SupLID: Geometrical Guidance for Out-of-Distribution Detection in Semantic Segmentation

Yiyang Shen Lingdong Huang Chenhan Xu Yuchan Luo Jiawei Ma Yichen Xu Xihang Yu Sifei Liu Liang Zhao
ByteDance and Peking University

Abstract

This paper introduces SupLID, a novel method for out-of-distribution (OOD) detection in semantic segmentation, leveraging supervised Local Intrinsic Dimensionality (LID) estimation. SupLID captures intrinsic data manifold information by enforcing LID consistency through a multi-scale consistency loss and integrating a semantic-aware LID prior. Experimental results demonstrate that SupLID achieves state-of-the-art performance on various OOD benchmarks, effectively distinguishing OOD samples at the pixel level. The proposed approach provides robust and reliable OOD detection crucial for safety-critical applications.

Keywords

Out-of-Distribution Detection, Semantic Segmentation, Local Intrinsic Dimensionality, Geometrical Guidance, Uncertainty Estimation


1. Introduction

Semantic segmentation models often produce confident but erroneous predictions when encountering out-of-distribution (OOD) data, posing significant risks in real-world applications. Reliable OOD detection is essential for ensuring the safety and robustness of these models, particularly in autonomous systems and medical imaging. Current methods struggle with fine-grained pixel-level OOD detection due to their reliance on high-level features rather than intrinsic data geometry. Models used in this article include DeepLabV3+, HRNetV2, Swin-Unet, and the proposed SupLID framework.

2. Related Work

Existing OOD detection methods can be broadly categorized into reconstruction-based, density-estimation, and uncertainty-based approaches, each with limitations in semantic segmentation contexts.
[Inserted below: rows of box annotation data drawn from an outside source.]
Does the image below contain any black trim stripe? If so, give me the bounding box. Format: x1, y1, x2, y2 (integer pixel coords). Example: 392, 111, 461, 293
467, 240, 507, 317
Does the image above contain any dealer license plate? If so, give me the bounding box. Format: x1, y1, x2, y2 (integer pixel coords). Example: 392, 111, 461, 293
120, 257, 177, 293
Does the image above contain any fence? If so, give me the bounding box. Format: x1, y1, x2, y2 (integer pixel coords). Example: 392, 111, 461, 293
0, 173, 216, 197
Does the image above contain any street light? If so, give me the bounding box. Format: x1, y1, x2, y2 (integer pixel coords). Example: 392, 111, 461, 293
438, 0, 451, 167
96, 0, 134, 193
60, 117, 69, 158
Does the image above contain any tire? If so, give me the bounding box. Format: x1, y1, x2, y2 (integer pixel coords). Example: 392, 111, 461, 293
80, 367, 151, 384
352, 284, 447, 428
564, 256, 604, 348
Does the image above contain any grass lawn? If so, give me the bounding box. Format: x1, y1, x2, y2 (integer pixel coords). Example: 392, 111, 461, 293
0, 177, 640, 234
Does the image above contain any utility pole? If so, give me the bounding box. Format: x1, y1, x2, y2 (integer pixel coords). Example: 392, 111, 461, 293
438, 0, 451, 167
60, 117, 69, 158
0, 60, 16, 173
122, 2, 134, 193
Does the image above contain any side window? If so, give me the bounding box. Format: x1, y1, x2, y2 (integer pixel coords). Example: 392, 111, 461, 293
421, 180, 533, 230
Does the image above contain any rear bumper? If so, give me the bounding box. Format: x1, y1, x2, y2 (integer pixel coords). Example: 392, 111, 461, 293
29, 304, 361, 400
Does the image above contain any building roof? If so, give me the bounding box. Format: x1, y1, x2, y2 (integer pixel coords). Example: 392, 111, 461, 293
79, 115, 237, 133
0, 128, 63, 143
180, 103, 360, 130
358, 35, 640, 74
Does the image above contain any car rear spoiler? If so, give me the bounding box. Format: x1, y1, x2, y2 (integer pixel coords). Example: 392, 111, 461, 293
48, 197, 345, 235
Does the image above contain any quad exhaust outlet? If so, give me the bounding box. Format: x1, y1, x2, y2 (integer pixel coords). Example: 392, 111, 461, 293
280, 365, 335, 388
Many prior works, including those leveraging Local Intrinsic Dimensionality (LID), often rely on unsupervised LID estimation, which can be noisy and less effective for fine-grained OOD detection. This section highlights the gap in methods that effectively utilize supervised geometric guidance for OOD detection in segmentation tasks.

3. Methodology

SupLID proposes a supervised approach to Local Intrinsic Dimensionality (LID) estimation, guiding the network to learn geometry-aware features explicitly. The core methodology introduces a multi-scale consistency loss to ensure stable and consistent LID estimates across different feature resolutions, enhancing robustness. Furthermore, a semantic-aware LID prior is incorporated, which leverages in-distribution semantic information to regularize LID estimation, enabling more precise differentiation of OOD pixels. This integrated framework allows for the generation of accurate OOD scores by detecting deviations from the learned geometric properties of in-distribution data.

4. Experimental Results

SupLID demonstrates superior performance against state-of-the-art OOD detection methods across various benchmarks, including Cityscapes→ACDC and PASCAL VOC→ADE20K. Key metrics such as FPR95 and AUPRC consistently show significant improvements, highlighting the method's effectiveness in accurately identifying OOD pixels. Ablation studies confirm the individual contributions of the multi-scale consistency loss and the semantic-aware LID prior, both critical for the model's overall robustness. These findings indicate that leveraging supervised and geometrically guided LID estimation provides a more reliable foundation for OOD detection in semantic segmentation tasks.

Table summarizing the main OOD detection performance on the Cityscapes to ACDC benchmark for DeepLabV3+ with HRNetV2-W48 backbone. Lower FPR95 and higher AUPRC indicate better performance.

MethodFPR95 (%) ↓AUPRC (%) ↑
Energy80.515.2
Max-logit78.118.5
ReAct75.322.1
SynthOOD68.929.8
SupLID (ours)55.245.6

5. Discussion

The superior performance of SupLID underscores the benefits of incorporating supervised Local Intrinsic Dimensionality and geometrical guidance for robust OOD detection. By focusing on the intrinsic manifold properties of data, SupLID offers a principled and effective method for distinguishing novel samples compared to conventional feature-based approaches. This research has profound implications for deploying semantic segmentation models in real-world scenarios where reliability and safety are paramount, particularly in open-world settings. Future work could involve extending this methodology to other computer vision tasks or exploring its adaptability to different types of OOD challenges.